Tuning a kernel with LDG(ON/OFF,array) and prefetching

I’ve been tuning some kernels that use LDG and, in theory, would benefit from prefetching.

Here is the executive summary for Maxwell v1:

  • LDG loads typically have either small or no impact
  • Prefetching has no noticeable impact.

There you have it. You can stop reading here.

LDG might be worth using in your kernels but prefetching seems unnecessary.

With prefetch enabled, perusing the SASS reveals a “CCTL.E.PF2” op for the L2 prefetch and a “CCTL.E.PF1” for the L1. I wasn’t able to spot the prefetch uniform equivalent but it doesn’t appear to be implemented with CCTL.

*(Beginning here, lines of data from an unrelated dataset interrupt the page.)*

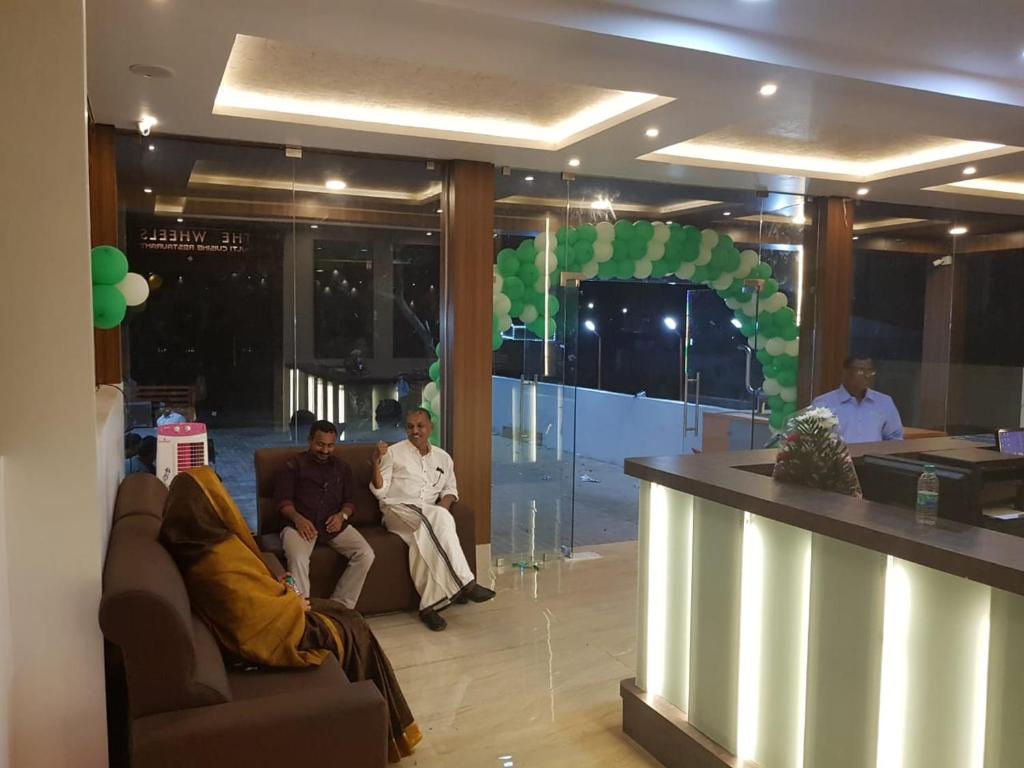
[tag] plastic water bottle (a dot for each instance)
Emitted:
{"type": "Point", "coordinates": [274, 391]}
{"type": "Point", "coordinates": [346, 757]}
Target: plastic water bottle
{"type": "Point", "coordinates": [927, 510]}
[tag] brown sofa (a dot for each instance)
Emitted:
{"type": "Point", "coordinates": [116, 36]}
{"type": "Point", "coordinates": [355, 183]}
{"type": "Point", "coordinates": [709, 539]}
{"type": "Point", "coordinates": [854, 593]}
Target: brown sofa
{"type": "Point", "coordinates": [185, 707]}
{"type": "Point", "coordinates": [388, 586]}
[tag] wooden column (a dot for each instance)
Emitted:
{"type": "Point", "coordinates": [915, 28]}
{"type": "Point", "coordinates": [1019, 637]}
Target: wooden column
{"type": "Point", "coordinates": [103, 224]}
{"type": "Point", "coordinates": [466, 354]}
{"type": "Point", "coordinates": [942, 346]}
{"type": "Point", "coordinates": [824, 330]}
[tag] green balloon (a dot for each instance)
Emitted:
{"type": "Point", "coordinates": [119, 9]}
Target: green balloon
{"type": "Point", "coordinates": [513, 288]}
{"type": "Point", "coordinates": [528, 273]}
{"type": "Point", "coordinates": [108, 306]}
{"type": "Point", "coordinates": [624, 230]}
{"type": "Point", "coordinates": [508, 262]}
{"type": "Point", "coordinates": [109, 266]}
{"type": "Point", "coordinates": [644, 230]}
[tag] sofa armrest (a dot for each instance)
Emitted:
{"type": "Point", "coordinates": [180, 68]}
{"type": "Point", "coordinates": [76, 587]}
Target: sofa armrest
{"type": "Point", "coordinates": [465, 525]}
{"type": "Point", "coordinates": [336, 725]}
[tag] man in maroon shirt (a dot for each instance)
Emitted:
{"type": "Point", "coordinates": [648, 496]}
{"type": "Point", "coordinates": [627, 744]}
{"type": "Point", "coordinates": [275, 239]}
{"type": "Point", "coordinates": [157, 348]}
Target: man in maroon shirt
{"type": "Point", "coordinates": [313, 493]}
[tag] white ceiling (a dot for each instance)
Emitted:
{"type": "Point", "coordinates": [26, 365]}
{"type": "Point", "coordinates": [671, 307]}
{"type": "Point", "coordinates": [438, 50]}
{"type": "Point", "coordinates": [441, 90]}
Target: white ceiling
{"type": "Point", "coordinates": [895, 72]}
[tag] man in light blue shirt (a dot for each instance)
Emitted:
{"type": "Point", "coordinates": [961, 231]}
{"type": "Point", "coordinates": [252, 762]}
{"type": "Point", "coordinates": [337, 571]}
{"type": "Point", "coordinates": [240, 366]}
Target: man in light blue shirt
{"type": "Point", "coordinates": [864, 416]}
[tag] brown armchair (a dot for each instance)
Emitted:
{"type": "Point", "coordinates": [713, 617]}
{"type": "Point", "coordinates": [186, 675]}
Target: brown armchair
{"type": "Point", "coordinates": [388, 586]}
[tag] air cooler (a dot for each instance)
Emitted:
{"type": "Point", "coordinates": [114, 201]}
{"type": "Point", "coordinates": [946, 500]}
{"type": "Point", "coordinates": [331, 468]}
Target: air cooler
{"type": "Point", "coordinates": [180, 446]}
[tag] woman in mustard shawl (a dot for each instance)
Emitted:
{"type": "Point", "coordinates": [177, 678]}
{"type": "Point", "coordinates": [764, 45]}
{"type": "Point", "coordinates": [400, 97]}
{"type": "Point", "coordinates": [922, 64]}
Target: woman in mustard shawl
{"type": "Point", "coordinates": [254, 615]}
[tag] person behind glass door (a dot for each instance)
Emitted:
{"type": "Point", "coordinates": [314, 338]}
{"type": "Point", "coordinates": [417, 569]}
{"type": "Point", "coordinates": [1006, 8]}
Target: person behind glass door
{"type": "Point", "coordinates": [313, 493]}
{"type": "Point", "coordinates": [864, 415]}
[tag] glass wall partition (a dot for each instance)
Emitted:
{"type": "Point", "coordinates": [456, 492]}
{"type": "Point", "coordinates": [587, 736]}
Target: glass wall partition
{"type": "Point", "coordinates": [283, 290]}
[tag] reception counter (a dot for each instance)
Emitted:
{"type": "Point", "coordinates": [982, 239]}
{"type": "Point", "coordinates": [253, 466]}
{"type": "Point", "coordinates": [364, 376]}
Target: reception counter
{"type": "Point", "coordinates": [795, 628]}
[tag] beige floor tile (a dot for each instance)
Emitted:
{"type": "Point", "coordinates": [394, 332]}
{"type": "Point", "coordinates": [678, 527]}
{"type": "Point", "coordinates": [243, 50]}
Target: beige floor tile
{"type": "Point", "coordinates": [529, 678]}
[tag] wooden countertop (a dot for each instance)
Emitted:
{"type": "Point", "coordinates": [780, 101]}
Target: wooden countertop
{"type": "Point", "coordinates": [979, 554]}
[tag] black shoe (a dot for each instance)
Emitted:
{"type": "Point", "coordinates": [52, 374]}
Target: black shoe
{"type": "Point", "coordinates": [479, 594]}
{"type": "Point", "coordinates": [433, 620]}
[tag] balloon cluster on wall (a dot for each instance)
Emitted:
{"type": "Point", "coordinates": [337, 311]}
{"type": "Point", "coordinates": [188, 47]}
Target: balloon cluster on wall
{"type": "Point", "coordinates": [523, 279]}
{"type": "Point", "coordinates": [114, 288]}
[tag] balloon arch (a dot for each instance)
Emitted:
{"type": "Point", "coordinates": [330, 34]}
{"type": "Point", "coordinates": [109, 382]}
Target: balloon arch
{"type": "Point", "coordinates": [524, 278]}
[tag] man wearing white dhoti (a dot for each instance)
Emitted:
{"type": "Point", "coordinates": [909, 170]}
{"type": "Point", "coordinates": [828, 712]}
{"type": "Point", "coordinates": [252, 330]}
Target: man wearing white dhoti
{"type": "Point", "coordinates": [415, 483]}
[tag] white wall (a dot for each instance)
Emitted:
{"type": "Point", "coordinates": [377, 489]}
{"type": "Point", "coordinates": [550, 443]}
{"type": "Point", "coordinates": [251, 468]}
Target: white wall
{"type": "Point", "coordinates": [54, 708]}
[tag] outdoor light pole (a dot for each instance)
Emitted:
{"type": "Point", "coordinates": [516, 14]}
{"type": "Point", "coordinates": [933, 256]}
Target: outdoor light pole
{"type": "Point", "coordinates": [590, 326]}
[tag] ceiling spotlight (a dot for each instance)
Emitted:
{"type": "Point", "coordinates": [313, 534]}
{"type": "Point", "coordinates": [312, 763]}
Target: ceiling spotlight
{"type": "Point", "coordinates": [145, 124]}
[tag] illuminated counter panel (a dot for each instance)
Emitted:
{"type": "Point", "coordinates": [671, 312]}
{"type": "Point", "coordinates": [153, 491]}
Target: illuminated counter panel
{"type": "Point", "coordinates": [793, 628]}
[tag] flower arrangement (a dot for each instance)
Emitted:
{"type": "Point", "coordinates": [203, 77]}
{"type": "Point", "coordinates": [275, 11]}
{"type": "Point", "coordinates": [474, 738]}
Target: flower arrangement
{"type": "Point", "coordinates": [812, 454]}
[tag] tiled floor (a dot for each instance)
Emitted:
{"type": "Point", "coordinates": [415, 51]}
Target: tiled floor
{"type": "Point", "coordinates": [530, 677]}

I’d definitely like to hear if anyone has achieved a performance win using LDG or prefetch on Maxwell v1/v2.

I’ll dump some code here:


#if __CUDA_ARCH__ >= 320
#define PXL_LDG(g) __ldg(&(g))
#define PXL_LDG(g) (g)

#if __CUDA_ARCH__ >= 320
#define PXL_LDG_IF(p,g) ((p) ? __ldg(&(g)) : (g))
#define PXL_LDG_IF(p,g) (g)

With the PXL_LDG_IF() macro you can create a series of flags at the top of your kernel that you can use to toggle LDG access to particular arrays to see if there is any performance improvement:

#define PXL_LDG_FLAG_FOO         false
#define PXL_LDG_FLAG_BAR         true
#define PXL_LDG_FLAG_BAZ         false


#if (defined(_MSC_VER) && defined(_WIN64)) || defined(__LP64__)
#define PXL_GLOBAL_PTR   "l"
#define PXL_GLOBAL_PTR   "r"

__prefetch_global_l1(const void* const ptr)
  asm("prefetch.global.L1 [%0];" : : PXL_GLOBAL_PTR(ptr));

__prefetch_global_uniform(const void* const ptr)
  asm("prefetchu.L1 [%0];" : : PXL_GLOBAL_PTR(ptr));

__prefetch_global_l2(const void* const ptr)
  asm("prefetch.global.L2 [%0];" : : PXL_GLOBAL_PTR(ptr));

Software prefetch is often useless, on most any platform. The reasons for this are usually related to complicated interactions between prefetch distance and cache / prefetch buffer sizes, and how these change with every modification of the micro architecture. Back in the day I was one of the people who lobbied for hardware prefetch in AMD Athlon processors after recognizing these drawbacks. As far as I know, all modern x86 processors include hardware prefetch, and are even able to follow various access patterns beyond contiguous incrementing (e.g. negative increments, strided)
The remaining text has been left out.